Koreksi itu berjalan secara tak langsung melalui dua pintu: a) Kisahan Ajo Sidi tentang Haji  Saleh; b) Refleksi Kakek atas perbuatannya. Lalu koreksi itu membuahkan “hukuman” bagi  Kakek berupa bunuh diri dengan pisau. Ia menggunakan “pisau cukur”; fitur utama yang ada dalam dunia sehari-harinya di mana ia lebih dikenal sebagai pengasah pisau ketimbang garin.

Melalui relasi antara Ajo Sidi dan Kakek dapat kita lihat betapa wacana agama  menyusupkan kekuasaannya dalam lingkup privat, individu antar individu. Tercipta sebentuk koreksi, lalu hukuman. Tentang hukuman, betapa sering kita temukan dalam cerpen-cerpen A.A. Navis tokoh-tokoh yang dihukum atas perbuatannya.

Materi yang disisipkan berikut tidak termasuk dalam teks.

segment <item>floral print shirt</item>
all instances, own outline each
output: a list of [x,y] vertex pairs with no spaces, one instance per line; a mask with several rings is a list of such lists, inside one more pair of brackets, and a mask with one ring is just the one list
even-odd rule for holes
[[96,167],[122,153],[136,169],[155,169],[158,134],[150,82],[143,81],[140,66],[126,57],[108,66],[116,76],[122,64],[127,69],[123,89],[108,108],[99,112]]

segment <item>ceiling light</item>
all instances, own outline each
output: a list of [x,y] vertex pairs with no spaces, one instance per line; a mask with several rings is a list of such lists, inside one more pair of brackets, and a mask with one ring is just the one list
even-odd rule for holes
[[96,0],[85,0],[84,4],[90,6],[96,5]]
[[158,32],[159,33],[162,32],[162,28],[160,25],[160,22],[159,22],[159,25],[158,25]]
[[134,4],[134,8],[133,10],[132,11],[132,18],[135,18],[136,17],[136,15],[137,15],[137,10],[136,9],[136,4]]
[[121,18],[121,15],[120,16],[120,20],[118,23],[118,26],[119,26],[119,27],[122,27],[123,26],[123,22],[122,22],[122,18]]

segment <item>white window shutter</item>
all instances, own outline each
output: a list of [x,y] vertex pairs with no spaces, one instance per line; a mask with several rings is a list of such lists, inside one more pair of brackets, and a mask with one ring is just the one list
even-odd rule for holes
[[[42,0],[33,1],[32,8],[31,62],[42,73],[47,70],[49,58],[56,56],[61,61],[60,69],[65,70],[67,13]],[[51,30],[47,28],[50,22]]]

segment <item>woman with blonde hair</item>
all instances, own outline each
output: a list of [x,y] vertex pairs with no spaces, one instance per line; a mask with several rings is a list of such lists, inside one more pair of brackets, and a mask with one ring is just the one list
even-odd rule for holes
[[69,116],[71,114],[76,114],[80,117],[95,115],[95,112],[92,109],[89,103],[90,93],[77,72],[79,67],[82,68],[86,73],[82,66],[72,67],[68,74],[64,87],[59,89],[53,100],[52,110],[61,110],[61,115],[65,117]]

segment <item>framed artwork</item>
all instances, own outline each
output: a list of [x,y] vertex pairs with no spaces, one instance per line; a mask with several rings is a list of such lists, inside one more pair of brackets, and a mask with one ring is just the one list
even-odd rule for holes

Hukuman sebagai bentuk pengingat tak hanya bagi yang melanggar, tapi demi  keberlangsungan kekuasaan yang berada dalam wacana. Subjek bisa merasa terhukum hanya dengan melalui koreksi tak langsung yang menyasar kesadaran, pikiran, dan jiwanya. Cerpen “Datangnya dan Perginya”[16] memperlihatkan bagaimana strategi kekuasaan itu membuat tokoh Ayah merasa terhukum, mempertanyakan kembali nilai-nilai yang dianutnya. Manakah  yang lebih bermoral, memberitahukan hal yang sejujurnya kepada Masri dan Arni bahwa  mereka adalah saudara sekandung demi mengutamakan nilai agama, atau membiarkan mereka tenggelam dalam ketidaktahuan atas nama nilai kemanusiaan?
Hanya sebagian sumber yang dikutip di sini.